The videos and slides are now available for the second Ray Summit Connect, June 17, 2020.
For your convenience, there are separate videos for each talk and for the Q&A and panel discussion at the end.
Trading off Model Size and Accuracy for BERT with Ray and SigOpt,
Q&A and panel discussion with Richard Liaw, Liam Li, and Meghana Ravikumar, moderated by Dean Wampler: video.
The vision of AutoML is to remove as much manual effort and required expertise as possible when applying machine learning and artificial intelligence to real-world problems. This Ray Summit Connect explores two topics of AutoML, where research is ongoing, but many practical tools already exist. The first topic is hyperparameter tuning, techniques for determining the optimal model structure to use for your problem, before actual model training begins. The second topic is actually an important subset of hyperparameter tuning, neural architecture search, which seeks the optimal architecture for your neural network. The third topic explores the pragmatic decision of finding the best balance between model size, which requires more computation, and accuracy, which improves with larger models. You’ll hear from experts on the challenges of these topics and the current tools and techniques used for them.
10:00 AM: Distributed Hyperparameter Tuning, Richard Liaw (Anyscale)
10:15 AM: Geometry-Aware Gradient Algorithms for Neural Architecture Search, Liam Li (Determined AI)
10:30 AM: Trading off Model Size and Accuracy for BERT with Ray and SigOpt, Meghana Ravikumar (SigOpt)
10:45 AM: Panel discussion moderated by Dean Wampler with audience Q&A
Distributed Hyperparameter Tuning, Richard Liaw
Modern deep learning model performance is very dependent on the choice of model hyperparameters, and the tuning process is a major bottleneck in the machine learning pipeline. In this talk, we will first motivate the need for advancements in hyperparameter tuning methods. The talk will then overview standard methods for hyperparameter tuning: grid search, random search, and bayesian optimization. Then, we will motivate and discuss cutting edge methods for hyperparameter tuning: multi-fidelity bayesian optimization, successive halving algorithms (HyperBand), and population-based training. The talk will then present an overview of Tune (http://tune.io/), a scalable hyperparameter tuning system from the UC Berkeley RISELab, and demonstrate about how users can leverage cutting edge hyperparameter tuning methods implemented in Tune to quickly improve the performance of standard deep learning models.

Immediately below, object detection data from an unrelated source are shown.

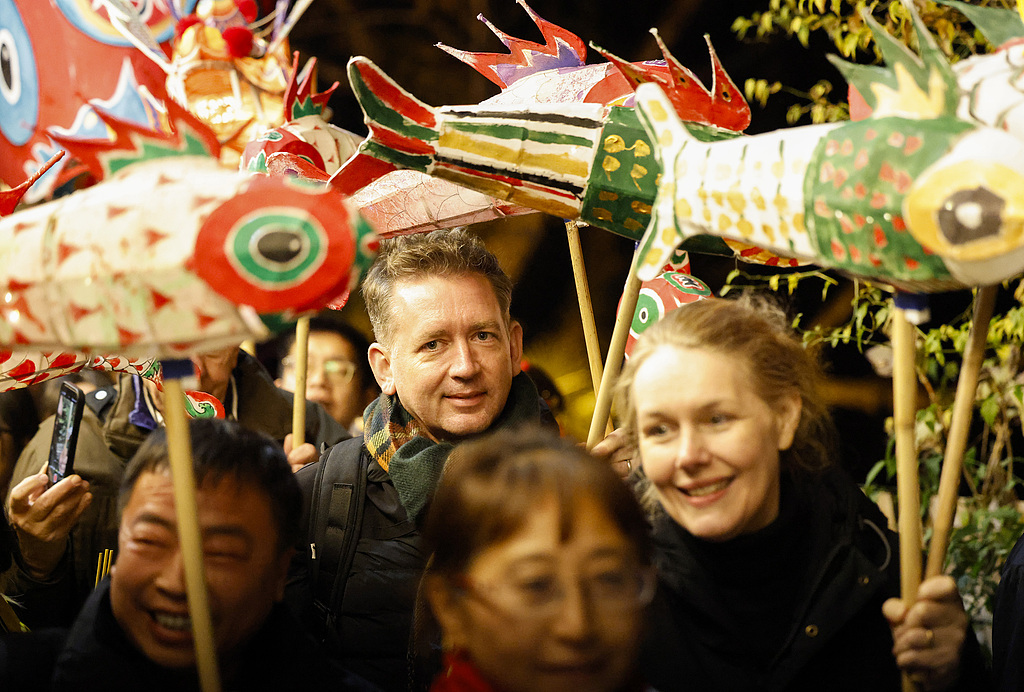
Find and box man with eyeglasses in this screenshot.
[286,229,541,691]
[275,314,380,435]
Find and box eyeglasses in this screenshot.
[281,355,355,384]
[459,566,656,620]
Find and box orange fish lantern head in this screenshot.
[167,23,291,167]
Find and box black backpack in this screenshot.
[306,436,369,636]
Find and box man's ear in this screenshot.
[509,319,522,376]
[272,548,295,603]
[367,341,398,396]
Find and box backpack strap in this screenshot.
[309,436,368,632]
[85,385,118,423]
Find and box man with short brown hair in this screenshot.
[288,229,541,690]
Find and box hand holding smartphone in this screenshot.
[46,382,85,485]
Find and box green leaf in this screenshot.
[981,396,999,426]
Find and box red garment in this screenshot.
[430,652,495,692]
[430,651,654,692]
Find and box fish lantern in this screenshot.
[626,271,713,358]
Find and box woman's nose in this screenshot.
[552,583,595,642]
[676,428,707,469]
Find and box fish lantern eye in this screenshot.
[193,181,359,314]
[938,186,1007,245]
[0,31,22,103]
[0,0,39,146]
[249,223,310,271]
[902,152,1024,264]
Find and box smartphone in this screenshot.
[46,382,85,485]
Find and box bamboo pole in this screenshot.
[925,286,998,578]
[587,256,640,449]
[565,219,603,396]
[292,317,309,449]
[164,376,220,692]
[892,307,922,692]
[565,219,611,434]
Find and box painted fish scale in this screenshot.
[805,118,972,282]
[581,107,662,241]
[580,107,737,240]
[0,159,264,352]
[428,104,605,217]
[953,43,1024,139]
[672,125,836,260]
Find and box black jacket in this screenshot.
[641,470,987,692]
[285,438,427,692]
[992,536,1024,692]
[0,579,377,692]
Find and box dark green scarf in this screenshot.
[362,373,541,521]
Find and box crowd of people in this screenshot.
[0,229,1024,692]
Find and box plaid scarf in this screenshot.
[362,373,541,522]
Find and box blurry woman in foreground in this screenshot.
[620,299,983,692]
[422,430,654,692]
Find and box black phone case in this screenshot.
[46,382,85,485]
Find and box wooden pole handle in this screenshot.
[587,258,640,449]
[164,370,220,692]
[565,219,611,433]
[565,219,604,396]
[925,286,998,578]
[892,308,922,692]
[292,317,309,449]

Geometry-Aware Gradient Algorithms for Neural Architecture Search, Liam Li
Deep learning offers the promise of bypassing the process of manual feature engineering by learning representations in conjunction with statistical models in an end-to-end fashion. However, neural network architectures themselves are typically designed by experts in a painstaking, ad-hoc fashion. Neural architecture search (NAS) presents a promising path for alleviating this pain by automatically identifying architectures that are superior to hand-designed ones. In this talk we will present our recent GAEA framework, which provides principled and computationally efficient algorithms for NAS that yield SOTA performance on a wide range of leading NAS benchmarks in computer vision. We will also briefly discuss practical infrastructural hurdles associated with large-scale NAS workflows, and how we tackle these hurdles with Determined AI’s open-source training platform.
Trading off Model Size and Accuracy for BERT with Ray and SigOpt, Meghana Ravikumar
With the publication of BERT, transfer learning was suddenly accessible for NLP, unlocking a plethora of model zoos and boosting performances for domain specific problems. Although BERT has accelerated many modeling efforts, its size is limiting for federated learning, edge computing, and for some production systems. In this talk, we will explore how to reduce the size of BERT while retaining its capacity in the context of Question Answering tasks.
Our approach encompasses fine-tuning, distillation, and hyperparameter optimization at scale. First, we fine-tune BERT on SQUAD 2.0 (our teacher model) and use distillation to compress fine-tuned BERT to a smaller model (our student model). Then, combining SigOpt and Ray, we use multimetric hyperparameter optimization at scale to find the optimal architecture for the student model. Finally, we explore the trade-offs of our hyperparameter decisions to draw insights for our student model’s architecture.